# This one is going to haunt me!



## shorebound (Apr 26, 2008)

I was hunting Sunday morning in a stand I haven't hunted I moved it a month ago and decided to hunt that one. About 8:45 I hear a grunt so I returned with a grunt of my own, nothin. About 15 minutes later I see this large pearl white rack coming down the trail. He makes the bend and shows the rest of him quartered towards me at about 50 yards. He's huge! He continues down the trail closing the distance. I draw back line up on him.... He walks through my first lane broad side at this point, then the second, finally on the third shooting lane I made a very light Mehhh to stop him. That deer never hesitated mid step turned and bounded over the ridge. I was so sick to my stomach he was there 25 yards away the biggest buck I have ever had in my sights and I didn't take the shot because I wanted to get him to stop. I didn't feel I had a good shot with him walking the pace he was walking and my shooting lane. I'm kicking my self now but I'm trying to assure my self I did the right thing trying to get him to stop. All I can think about is him having to turn his head to miss trees as he bounded through the woods. One of my hunting buddies at lunch said "he didn't get that big wondering what weird noises in the woods were." 
Didn't see a single deer the rest of the day.


_OutdoorHub Mobile, the information engine of the outdoors._


----------



## bobk (Apr 30, 2004)

It won't haunt you near as much as it would if you would have stuck him in the leg, shoulder,or gut and never found him. You did the right thing by not taking the shot. You may get a second chance yet. Good luck.


----------



## FISH DINNER (Jul 23, 2010)

Sounds to me like you need to work on your doe speak. Maybe you gave him the 'run like hell' meh instead of the 'hey stop and look over here' meh. I would recommend practicing all day at work to get it right.

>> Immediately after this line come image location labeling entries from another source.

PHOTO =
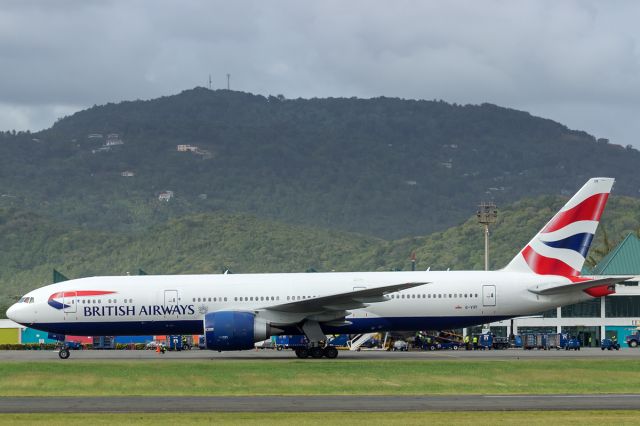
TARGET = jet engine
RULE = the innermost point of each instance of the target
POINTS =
(234, 330)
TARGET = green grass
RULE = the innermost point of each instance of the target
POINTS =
(393, 418)
(296, 377)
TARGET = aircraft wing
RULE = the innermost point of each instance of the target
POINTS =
(343, 301)
(555, 288)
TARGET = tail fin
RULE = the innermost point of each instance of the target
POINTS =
(561, 247)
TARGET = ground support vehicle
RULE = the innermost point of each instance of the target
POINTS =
(609, 344)
(501, 343)
(572, 344)
(633, 340)
(400, 345)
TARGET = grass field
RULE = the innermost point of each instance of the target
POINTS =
(406, 419)
(295, 377)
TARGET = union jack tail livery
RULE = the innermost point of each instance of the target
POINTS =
(561, 247)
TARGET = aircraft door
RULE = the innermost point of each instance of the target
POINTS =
(70, 303)
(171, 300)
(488, 295)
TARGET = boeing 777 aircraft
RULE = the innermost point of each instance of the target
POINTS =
(234, 311)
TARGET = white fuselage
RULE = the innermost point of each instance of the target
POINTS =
(176, 304)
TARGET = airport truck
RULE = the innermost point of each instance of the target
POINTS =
(633, 340)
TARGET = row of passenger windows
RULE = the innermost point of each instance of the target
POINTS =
(237, 299)
(435, 296)
(210, 299)
(98, 301)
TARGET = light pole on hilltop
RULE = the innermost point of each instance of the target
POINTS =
(487, 214)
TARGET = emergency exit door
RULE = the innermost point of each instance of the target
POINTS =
(488, 295)
(170, 303)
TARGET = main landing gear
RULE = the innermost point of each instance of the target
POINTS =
(317, 352)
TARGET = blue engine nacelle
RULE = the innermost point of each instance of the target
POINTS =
(234, 331)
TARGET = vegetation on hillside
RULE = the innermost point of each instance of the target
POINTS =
(385, 167)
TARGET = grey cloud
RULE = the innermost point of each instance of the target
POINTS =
(573, 61)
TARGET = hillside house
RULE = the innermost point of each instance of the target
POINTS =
(165, 196)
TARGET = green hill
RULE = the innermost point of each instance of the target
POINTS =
(385, 167)
(208, 243)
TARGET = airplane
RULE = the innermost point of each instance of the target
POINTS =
(234, 311)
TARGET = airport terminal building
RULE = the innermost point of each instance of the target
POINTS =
(615, 315)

I'm only kidding, I feel your pain but you made the absolute right opinion in my book. If that buck was that jumpy how do you know that already being midstride and hearing a bow string twang wouldn't make him dart forward resulting in one absolutely terrible far back shot? Always be comfortable with the shot before you take it and you will be more successful in the woods.


----------



## Mad-Eye Moody (May 27, 2008)

bobk said:


> It won't haunt you near as much as it would if you would have stuck him in the leg, shoulder,or gut and never found him. You did the right thing by not taking the shot. You may get a second chance yet. Good luck.

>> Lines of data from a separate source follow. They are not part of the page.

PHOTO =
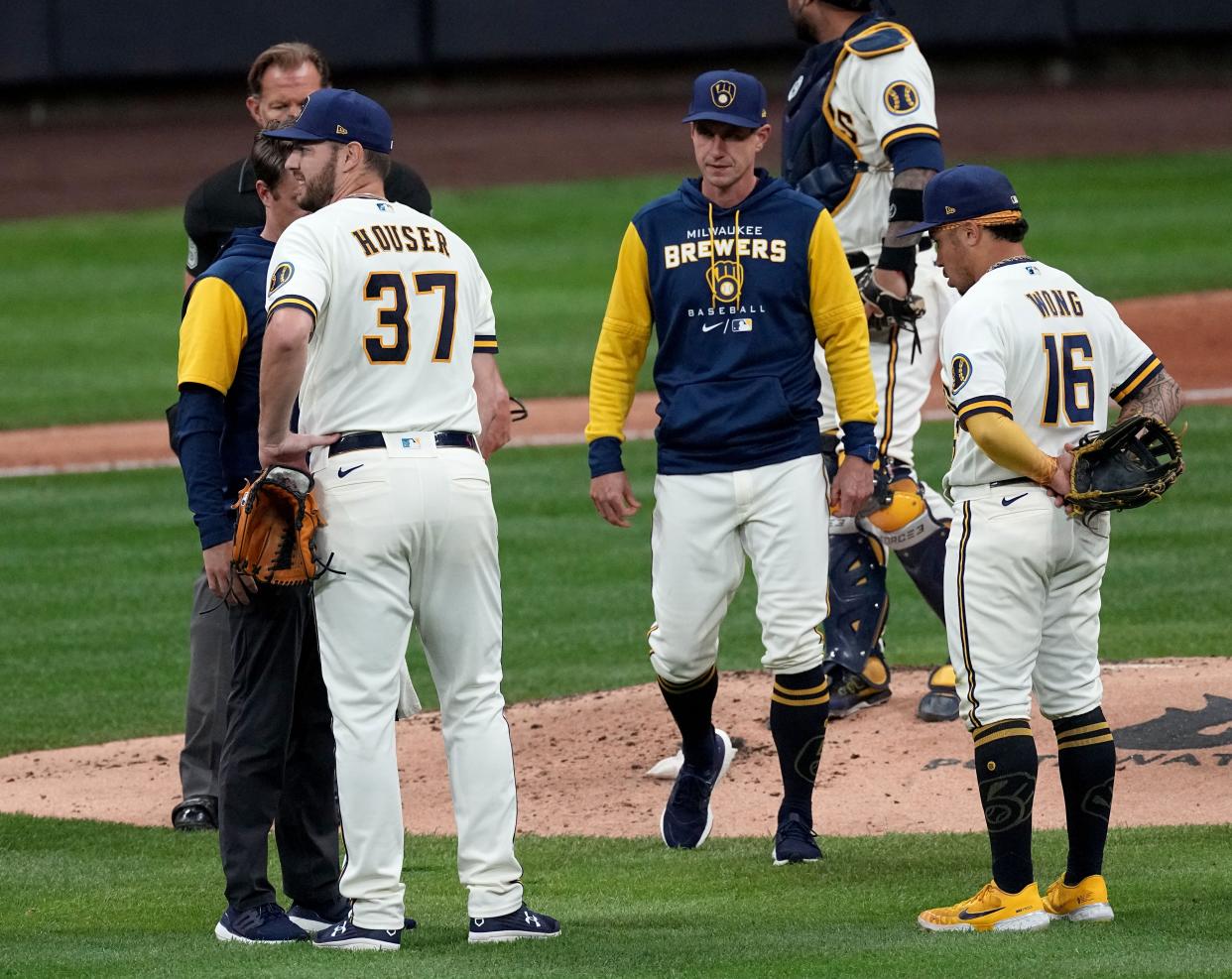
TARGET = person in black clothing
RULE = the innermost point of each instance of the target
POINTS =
(278, 755)
(280, 80)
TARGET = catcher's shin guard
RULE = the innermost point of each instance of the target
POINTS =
(908, 529)
(858, 600)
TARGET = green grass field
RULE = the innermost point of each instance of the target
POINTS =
(98, 571)
(90, 306)
(97, 574)
(103, 901)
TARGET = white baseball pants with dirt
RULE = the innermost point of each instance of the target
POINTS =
(1022, 603)
(703, 526)
(417, 539)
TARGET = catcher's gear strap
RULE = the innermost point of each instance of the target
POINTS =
(1124, 467)
(858, 600)
(907, 203)
(274, 532)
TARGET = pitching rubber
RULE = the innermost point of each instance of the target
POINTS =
(1033, 921)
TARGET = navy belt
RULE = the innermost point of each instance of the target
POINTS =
(355, 441)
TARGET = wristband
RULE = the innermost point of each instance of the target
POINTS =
(899, 259)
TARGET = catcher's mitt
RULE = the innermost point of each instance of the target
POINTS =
(1124, 467)
(274, 535)
(896, 312)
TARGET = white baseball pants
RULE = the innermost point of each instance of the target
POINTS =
(703, 526)
(1022, 605)
(417, 539)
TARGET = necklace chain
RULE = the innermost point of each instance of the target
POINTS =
(1013, 260)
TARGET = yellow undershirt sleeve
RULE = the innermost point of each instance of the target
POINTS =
(1004, 441)
(840, 324)
(624, 340)
(212, 334)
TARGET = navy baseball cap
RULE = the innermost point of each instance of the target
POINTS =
(340, 116)
(967, 192)
(728, 96)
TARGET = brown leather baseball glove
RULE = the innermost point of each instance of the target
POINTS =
(274, 535)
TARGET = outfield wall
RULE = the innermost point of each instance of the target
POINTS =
(54, 42)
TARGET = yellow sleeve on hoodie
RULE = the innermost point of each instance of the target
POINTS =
(840, 324)
(624, 340)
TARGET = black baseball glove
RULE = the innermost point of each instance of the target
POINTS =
(896, 312)
(1124, 467)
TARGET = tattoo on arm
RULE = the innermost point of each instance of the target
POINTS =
(1160, 397)
(913, 180)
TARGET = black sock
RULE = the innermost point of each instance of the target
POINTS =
(1087, 758)
(1006, 769)
(691, 704)
(799, 708)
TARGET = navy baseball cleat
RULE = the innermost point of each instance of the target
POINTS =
(266, 923)
(686, 817)
(313, 920)
(350, 936)
(521, 923)
(795, 841)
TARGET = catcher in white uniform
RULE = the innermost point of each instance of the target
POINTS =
(860, 136)
(1029, 360)
(385, 316)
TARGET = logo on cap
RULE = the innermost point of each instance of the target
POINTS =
(722, 92)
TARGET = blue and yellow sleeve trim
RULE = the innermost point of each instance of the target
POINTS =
(624, 340)
(884, 37)
(1147, 370)
(299, 302)
(986, 404)
(840, 325)
(485, 344)
(212, 334)
(915, 131)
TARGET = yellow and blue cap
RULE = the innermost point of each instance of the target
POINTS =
(967, 192)
(728, 96)
(340, 116)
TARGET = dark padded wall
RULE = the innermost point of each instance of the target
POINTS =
(46, 41)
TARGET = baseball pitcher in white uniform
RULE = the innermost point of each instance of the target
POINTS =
(381, 321)
(861, 137)
(1029, 361)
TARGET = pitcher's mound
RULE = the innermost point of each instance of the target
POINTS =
(581, 763)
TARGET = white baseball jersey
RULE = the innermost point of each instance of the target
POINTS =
(901, 370)
(1029, 342)
(400, 305)
(1022, 577)
(871, 102)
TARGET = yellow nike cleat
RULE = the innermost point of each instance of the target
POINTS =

This is absolutely correct. Congrats on your decision, even if the outcome wasn't the best.

He will be back.


----------



## crappiedude (Mar 12, 2006)

You made the right decision. If you aren't comfortable with the shot, don't take it.
He's my story
I used to whistle to stop deer for the shot. It worked every time. About 15 years ago, I grunted & rattled this really large buck in. He was close, really close like 6 yards. He was fully alert and looking everywhere. Once he finally came in he was moving to fast to feel comfortable about the shot. I don't know why but I decided to make a "kissing" noise to stop him. Well, he reacted like someone stuck a lit cigarette up his rear end. I got to admit, *it only took 10 years of night sweats, reliving it over and over in my mind but I'm glad to say I finally got over it*.


----------



## black swamp (May 22, 2012)

That sucks but you did the right thing an did not shoot. I walked on a big 10-12 point that was bedded down at 8 43 this mourning at 9 yards away an did not take the shot, just was not right but still happy just to see that brute maybe next time if there is a next time, anyway good call an good luck.


----------



## postalhunter1 (Jun 5, 2010)

You did the right thing, it's not easy and you will always wonder, but if you put a bad shot on it and never found it?? That my friend is much, much worse.....

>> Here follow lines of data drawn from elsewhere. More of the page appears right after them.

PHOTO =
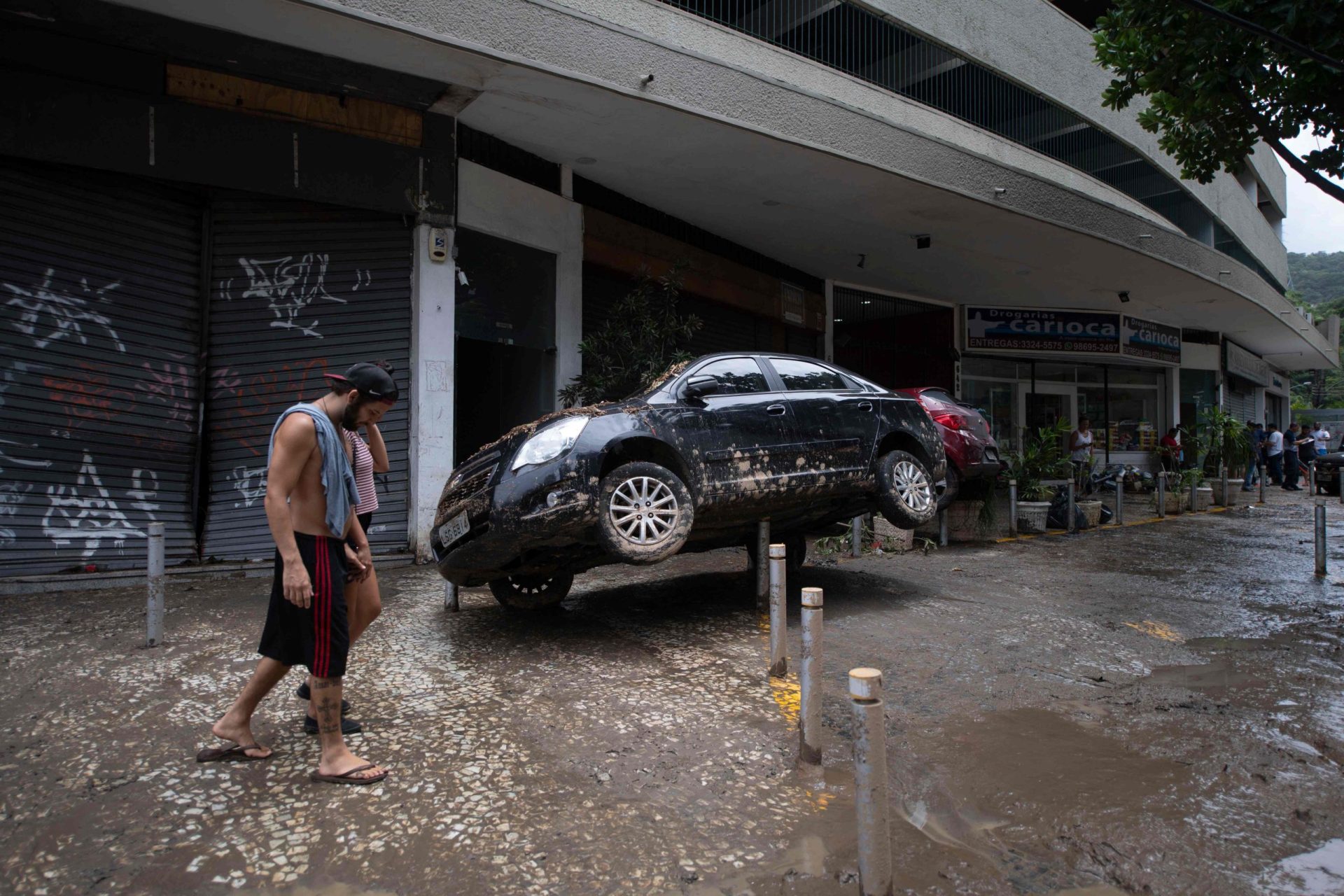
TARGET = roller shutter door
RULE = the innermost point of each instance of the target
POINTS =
(298, 290)
(100, 279)
(1241, 405)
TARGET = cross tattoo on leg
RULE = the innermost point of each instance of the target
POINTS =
(328, 715)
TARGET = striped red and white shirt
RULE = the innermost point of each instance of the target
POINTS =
(363, 475)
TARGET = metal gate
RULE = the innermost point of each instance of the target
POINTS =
(298, 290)
(100, 330)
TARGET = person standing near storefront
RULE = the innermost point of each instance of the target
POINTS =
(1171, 450)
(1275, 454)
(1322, 437)
(1292, 463)
(1256, 458)
(1081, 448)
(363, 601)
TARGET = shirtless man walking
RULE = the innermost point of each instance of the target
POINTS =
(309, 504)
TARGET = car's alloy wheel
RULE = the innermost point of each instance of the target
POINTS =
(913, 486)
(533, 592)
(905, 491)
(643, 510)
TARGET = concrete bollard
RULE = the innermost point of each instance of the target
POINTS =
(155, 608)
(870, 778)
(778, 621)
(1072, 524)
(762, 564)
(809, 680)
(1320, 535)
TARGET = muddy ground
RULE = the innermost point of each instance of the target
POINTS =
(1158, 708)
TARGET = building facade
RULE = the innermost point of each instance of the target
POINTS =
(207, 206)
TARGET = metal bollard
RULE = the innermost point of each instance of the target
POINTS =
(1320, 536)
(809, 680)
(762, 564)
(155, 608)
(778, 622)
(870, 778)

God, Family, Work, Hunting.....


----------



## shorebound (Apr 26, 2008)

Thanks for all the reassurance! It still ran through my head all day. But like everyone said it would have been far worse if I put a bad hit on him. Thanks again


_OutdoorHub Mobile, the information engine of the outdoors._


----------



## mrjbigfoot (Apr 19, 2005)

I've gone both ways on trying to stop them and just aiming forward when not trying to stop them & I much prefer aiming forward because of deer jumping string when I did stop them prior to releasing because I put them on alert with the stop call.. I even had one of the biggest monsters I've ever seen in my life, chasing another buck that was chasing a doe & running by my stand when I tried to stop them and all it did was spook them all further away to never come back by & I wish I wouldn't have made a sound and just waited for the next possible opportunity because they were just running all over, inside about a 200 yard circle in the bottom I was in and I might have gotten another, better chance if I just would've waited..


----------



## buckeyebowman (Feb 24, 2012)

First of all, congrats on not wounding a great buck with what would have not been a for sure kill shot! As others have posted, you did it the right way. However, I've seen several posts, here, and on other forums, where the old "meh" call has sent bucks fleeing in panic! Maybe the old fraternity, swallow some air, and burp it up, call. URRRP! I don't know, but maybe something in a lower register will get them to stop rather than bounding out of sight!


----------



## Mad-Eye Moody (May 27, 2008)

I have never had a deer bolt when I bahhed like a lamb. It is my go to. Haven't had to shoot a moving deer in years. But I'm sure ill bump one doing it eventually.


----------



## postalhunter1 (Jun 5, 2010)

I agree with mad eye. I have been stopping deer on a dime for years with the old "mahhhh" sound. I don't think most hunters realize that you can control when, where, of even if deer come around. However, you can usually get them to stop exactly where you want. It worked three times this year already. Just make sure you're ready to shoot!!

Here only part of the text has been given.